Anyone who has spent a winter in northern Maine can tell you the Earth is not pumping up great amounts of heat from the interior. Since the crust is thinnest under the ocean floor and much of the interior heat that does make it to the surface comes via magma released in deep ocean ridges and vents, I would think that it would be the oceans that would exhibit changes if the interior were cold. Probably ocean currents would change and surface weather patterns would change as a result. Maybe take the drastic weather changes caused by El Nino and multiply that by ten or so.
I wouldn’t think the interior being cold would be a greater factor than greenhouse gases on global temperature. Since some theories of ice ages involve ocean current changes rather than total heat balance it could be possible that the interior being cool could cause changes as drastic as an ice age.
I doubt that Lord Kelvin had the foggiest idea of the rate of transfer of heat from the interior into space.

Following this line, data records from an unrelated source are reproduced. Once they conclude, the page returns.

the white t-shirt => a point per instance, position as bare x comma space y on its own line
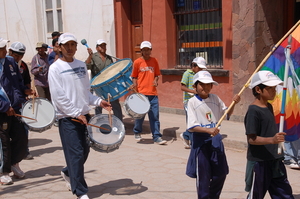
205, 112
70, 89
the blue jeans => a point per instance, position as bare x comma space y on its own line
116, 107
153, 115
76, 150
186, 135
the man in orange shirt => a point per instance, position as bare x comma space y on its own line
145, 80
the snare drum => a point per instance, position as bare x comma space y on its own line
114, 79
43, 112
102, 141
136, 105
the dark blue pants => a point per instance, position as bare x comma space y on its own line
76, 150
14, 141
212, 171
271, 178
153, 116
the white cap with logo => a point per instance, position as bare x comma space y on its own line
200, 61
266, 78
3, 42
146, 44
18, 47
65, 37
204, 77
100, 41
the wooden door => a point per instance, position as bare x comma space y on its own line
136, 27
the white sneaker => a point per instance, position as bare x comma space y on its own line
186, 143
17, 171
5, 179
83, 197
67, 179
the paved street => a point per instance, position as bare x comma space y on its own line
136, 170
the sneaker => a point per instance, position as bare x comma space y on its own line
83, 197
293, 164
28, 157
5, 179
137, 137
67, 179
55, 123
17, 171
186, 142
160, 141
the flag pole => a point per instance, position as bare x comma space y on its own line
257, 69
283, 100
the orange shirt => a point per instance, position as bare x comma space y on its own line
145, 71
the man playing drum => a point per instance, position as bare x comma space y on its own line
96, 62
70, 93
145, 80
12, 132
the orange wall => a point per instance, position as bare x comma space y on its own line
159, 28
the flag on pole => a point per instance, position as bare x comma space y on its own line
276, 64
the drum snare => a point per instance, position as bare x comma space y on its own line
102, 141
136, 105
43, 111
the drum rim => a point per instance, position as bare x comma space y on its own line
34, 128
114, 77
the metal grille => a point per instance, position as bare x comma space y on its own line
199, 28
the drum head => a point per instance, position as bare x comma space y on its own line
43, 112
116, 134
111, 71
138, 103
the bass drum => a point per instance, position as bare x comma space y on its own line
102, 140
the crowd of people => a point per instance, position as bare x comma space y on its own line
56, 71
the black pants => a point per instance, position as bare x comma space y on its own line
14, 141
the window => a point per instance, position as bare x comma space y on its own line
199, 31
53, 16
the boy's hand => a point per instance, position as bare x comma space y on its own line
236, 98
278, 137
213, 131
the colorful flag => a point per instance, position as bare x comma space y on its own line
276, 64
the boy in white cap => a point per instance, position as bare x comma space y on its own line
265, 170
145, 74
207, 161
96, 62
197, 65
71, 97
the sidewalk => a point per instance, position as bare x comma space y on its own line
137, 170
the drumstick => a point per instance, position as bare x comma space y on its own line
136, 92
75, 120
109, 111
25, 117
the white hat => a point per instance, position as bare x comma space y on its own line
65, 37
3, 42
204, 77
146, 44
265, 77
18, 47
200, 61
100, 41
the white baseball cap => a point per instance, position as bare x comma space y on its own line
65, 37
265, 77
146, 44
200, 61
204, 77
3, 42
18, 47
100, 41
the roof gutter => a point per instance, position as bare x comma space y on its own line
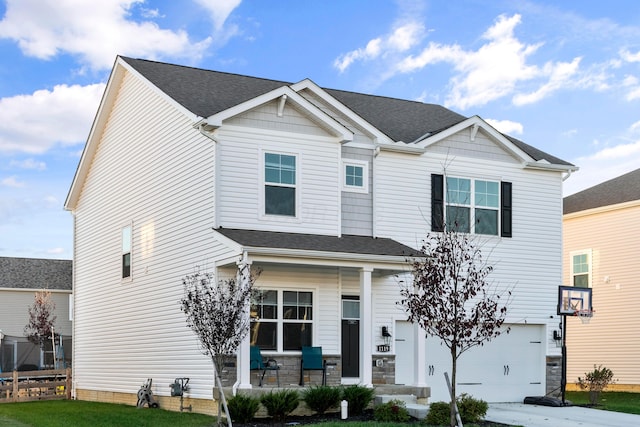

Modern science probably can’t calculate it within a factor of two. It might be possible that we could still have a molten core without accounting for radioactivity at all.
There would be no imediate impact on climate. The current surface temperature of the Earth is basically a product of incoming solar radiation and the heat-trapping effects of an atmosphere with a certain amount of greenhouse gases in it (primarily carbon dioxide).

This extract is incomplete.